For decades now, the environmental movement has been asking us to save the planet.
We see images of habitats destroyed, rubbish piling up in remote areas and polar bears starving as our ice caps melt. Footage of the Earth from space shows a thin, blue line that stands between us and an inhospitable vacuum. We’re called to look beyond ourselves and our pointless consumer habits. Our earth is fragile. Save the earth.
The changes we’ve made since becoming aware of our impact have been slow. We are now in a proposed Anthropocene, an era of Earth’s history defined by the ways in which human beings have altered the state of an entire planet.
However, we don’t need to save the earth and talking about it seems to cause more controversy than inspiration.
Earth is not in jeopardy. It’ll be fine. It can and has crawled back from the most devastating circumstances. Volcanos. Floods. Earthquakes. Tornados. Continental shifts. Ice Ages. Meteors. Life gets wiped out and starts again in new, resilient and interesting ways.
It’s the nature of our world to tear itself apart, recover, proliferate, thrive and then destroy itself again to make way for something else. Humanity is not an outside force, threatening to ruin nature. We are nature, a force in and of this world. Humanity is the tsunami. We are the flame.
The Anthropocene is our species ballooning out of balance with the systems around us, but if you’re worried about the Earth, take heart. The imbalance will right itself at some point. Life is resourceful and resilient.
If you’re worried about us, then that’s another matter. Will our human systems survive the correction while maintaining the first-world comfort we’re used to? Can we continue to thrive, or will our civilisations become little more than a layer of curious sediment?
Personally, I think we’re much too clever to get wiped out. We live everywhere, from snowy pole to equatorial tropic, coastline and desert, city apartments and tribal huts. I’m not as confident that we’re intelligent or empathetic enough to evolve by choice before we’re forced to. My partner and I disagree on this. He has abundant hope for the evolution of humanity. I think humanity is clever, but not quite enough to work together to keep ourselves in check.
I know a lot of people don’t believe that climate change is a real thing – or if it’s real, it’s part of a natural fluctuation and we’re not responsible for it. People reject the apocalyptic hype as an overreaction at best, or an economic scare conspiracy at worst. People trust what they know and so far, that’s a relatively stable lifestyle. Their threats are more immediate, like job security, health and internet speed.
The threat of a looming doomsday is too unreal. It’s too big. It’s someone else’s problem, if it’s even a problem at all.
Whenever something is too big, we tend to feel helpless against it.

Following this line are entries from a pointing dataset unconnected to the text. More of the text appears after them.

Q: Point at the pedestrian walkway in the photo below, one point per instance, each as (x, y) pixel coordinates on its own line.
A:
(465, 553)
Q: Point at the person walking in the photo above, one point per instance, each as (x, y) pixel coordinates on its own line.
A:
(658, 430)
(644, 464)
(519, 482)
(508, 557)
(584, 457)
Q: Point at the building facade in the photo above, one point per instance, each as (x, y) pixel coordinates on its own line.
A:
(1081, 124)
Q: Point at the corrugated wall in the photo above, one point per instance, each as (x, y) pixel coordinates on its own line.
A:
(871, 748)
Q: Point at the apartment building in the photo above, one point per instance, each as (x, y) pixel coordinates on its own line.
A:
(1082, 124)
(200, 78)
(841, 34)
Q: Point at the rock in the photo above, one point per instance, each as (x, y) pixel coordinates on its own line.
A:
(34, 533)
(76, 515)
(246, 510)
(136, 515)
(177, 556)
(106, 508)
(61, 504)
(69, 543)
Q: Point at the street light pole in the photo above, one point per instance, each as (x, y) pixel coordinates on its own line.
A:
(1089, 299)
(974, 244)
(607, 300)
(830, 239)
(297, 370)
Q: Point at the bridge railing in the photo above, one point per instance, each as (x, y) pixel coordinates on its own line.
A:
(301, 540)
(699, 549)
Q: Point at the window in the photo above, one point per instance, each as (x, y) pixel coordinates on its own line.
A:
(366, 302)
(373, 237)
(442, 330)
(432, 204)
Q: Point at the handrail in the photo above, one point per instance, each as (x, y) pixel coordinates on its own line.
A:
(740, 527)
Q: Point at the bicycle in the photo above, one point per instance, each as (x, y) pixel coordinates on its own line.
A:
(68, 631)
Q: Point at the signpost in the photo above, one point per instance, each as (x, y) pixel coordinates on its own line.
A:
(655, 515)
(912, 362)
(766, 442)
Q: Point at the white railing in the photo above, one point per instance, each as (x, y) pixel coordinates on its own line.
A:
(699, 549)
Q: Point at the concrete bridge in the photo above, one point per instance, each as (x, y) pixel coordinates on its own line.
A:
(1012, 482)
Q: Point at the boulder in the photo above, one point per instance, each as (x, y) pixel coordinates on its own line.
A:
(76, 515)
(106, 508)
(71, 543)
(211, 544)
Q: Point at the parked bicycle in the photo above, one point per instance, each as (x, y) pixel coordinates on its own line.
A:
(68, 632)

We don’t even start. We shut it out or assume someone bigger than we are is responsible for solving it.
Maybe corporations should have a social conscience beyond what’s profitable, although our purchases ultimately decide that. Maybe governments, with all their legal and purchasing power, should intervene but democracy is subject to the conflicted will of fragmented society. Nanny states are a bore and we already complain about anything that doesn’t personally suit us.
The balancing forces of our environment are already emerging and flexing their might. They’re extreme weather events,shifting coastlines, the threat of pandemic and the myriad of cancers, illness and allergies exploding in our population. We are breaking the very ecosystem services that exist in support of life as we know it and consequently, life as we know it is changing.
I struggled for a long time to find a suitable end to this post. Doom and gloom is not my gig, but neither is dreamy hope that somehow it’ll all work out. I guess practical action is my gig. What can we do?
Stop trying to save the planet. I mean it.
Stop waiting for the world to change.
There’s an abundance of things readily available and in front of us to do. It’s not ignorance, it’s paralysis.
Choose one. It won’t turn you into a strange, hippie fruitarian who doesn’t wash their hair or believe in facebook. It’s simply what a conscientious, global citizen would do. Pick an easy thing like cooking your leftovers or switching off lights. Do it for awhile until it becomes a habit. Then pick another thing.
Trust me, the big guys are worrying about the big things. So let them take care of that and you take care of the little things in front of you.
With top-down and bottom-up effort, we may just save ourselves.
There can be only one permanent revolution — a moral one; the regeneration of the inner man. How is this revolution to take place? Nobody knows how it will take place in humanity, but every man feels it clearly in himself. And yet in our world everybody thinks of changing humanity, and nobody thinks of changing himself.